Are all these assessments best fit for the compost pile?

Nearly every assessment fails the validity test. Most of them give the descriptor first, then ask if the description matches the person assigned to it. This cognitively biases one to look for ways the description is correct.

Validity confirmation first requires identifying a person with a set of characteristics. Only then is the person given the assessment. Validity is established through matching the assessment-driven set of characteristics with the ones identified prior to the assessment.

Here are four that pass the validity test, and will have a powerful return on investment if used as directed and under the conditions for which they have been designed

MMPI Minnesota Multiphasic Personality Inventory

Designed to help clinicians in psychiatry and psychology identify effective treatment when the clinical diagnosis is ambiguous. With 567 questions delivered by a trained clinician, it's highly specific and comprehensive. It follows the medical model of healthy/not healthy so can struggle with the distinction between a difference and a disorder. In short, it's kind of judgy. By its own terms, it offers a "starting point."

Weschler Adult Intelligence Scale

Occupying the standard for IQ tests, its own definition calls it a "psychometric measure of adult cognitive ability." It measures cognitive energy and attention in 10 cognitive categories. Rather than seeing it as a defining measure of fixed intelligence, the ten categories are best seen as indicators for specific instruction and strategy development rather than for strengths or weaknesses. In fact, highest scores on IQ tests are associated with any number of mental and physical disorders. Best to see this assessment as a starting point for a clinical diagnosis of learning acquisition.

The Big Five

Assessments based on five emotional responses to information: Neuroticism (N), Extraversion (E), Openness to Experience (O), Agreeableness (A), and Conscientiousness (C). Most personality tests are a muddy mix of cognitive and emotional response without clearly distinguishing between the two. By contrast, assessments based on these five expressions offer the strongest validity match between prior observation and assessment. Look for ones that offer data on the strength of the subject's response to each of these categories without transposing that into a set of types. These aren't identities, they're tendencies.

The Kairos Assessment

This is the boldest statement, since the Kairos Assessment is controlled by Kairos Cognition of which I'm the CEO and stakeholder.

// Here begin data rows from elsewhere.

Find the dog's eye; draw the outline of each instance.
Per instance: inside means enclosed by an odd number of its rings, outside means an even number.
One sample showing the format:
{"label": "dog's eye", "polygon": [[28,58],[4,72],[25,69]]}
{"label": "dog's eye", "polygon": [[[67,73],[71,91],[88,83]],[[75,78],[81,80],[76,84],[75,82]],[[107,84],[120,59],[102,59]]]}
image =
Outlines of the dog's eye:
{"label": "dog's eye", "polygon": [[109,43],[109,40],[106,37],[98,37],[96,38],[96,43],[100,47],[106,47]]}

Based on seven cognitive responses to information, the Kairos Assessment measures your energetic response to the two cognitive processes that do most of the work of managing information, and to the five cognitive processes that leverage information in and out. These are your cognitive reflexes that determine your cognitive preferences. Because they're reflexes, the assessment needs only 53 questions to get a reliable response from each one.

• There are no ideal preferences

• Your report doesn't predict intelligence or job suitability

• Your preferences impact you powerfully, but you don't have to be stuck there.

I'm going to let two people, who know that having the sharpest possible edge matters, speak to their experience.

General John Michel, Ph.D, USAF (retired)

This is the only assessment I have used in my career that provides instant clarity. Unlike many other performance tools we have used in the military, it provides real-time insights into our behaviors and thinking--as well as easy steps we can employ immediately.

Astronaut, Lt. Col. Catherine Coleman, PhD, USAF (retired)

Hear her description of having been introduced to Kairos when she was on the International Space Station.

By the way, John the Machinist displays active Sequential and Essential Observer on the Kairos Assessment: a starting point.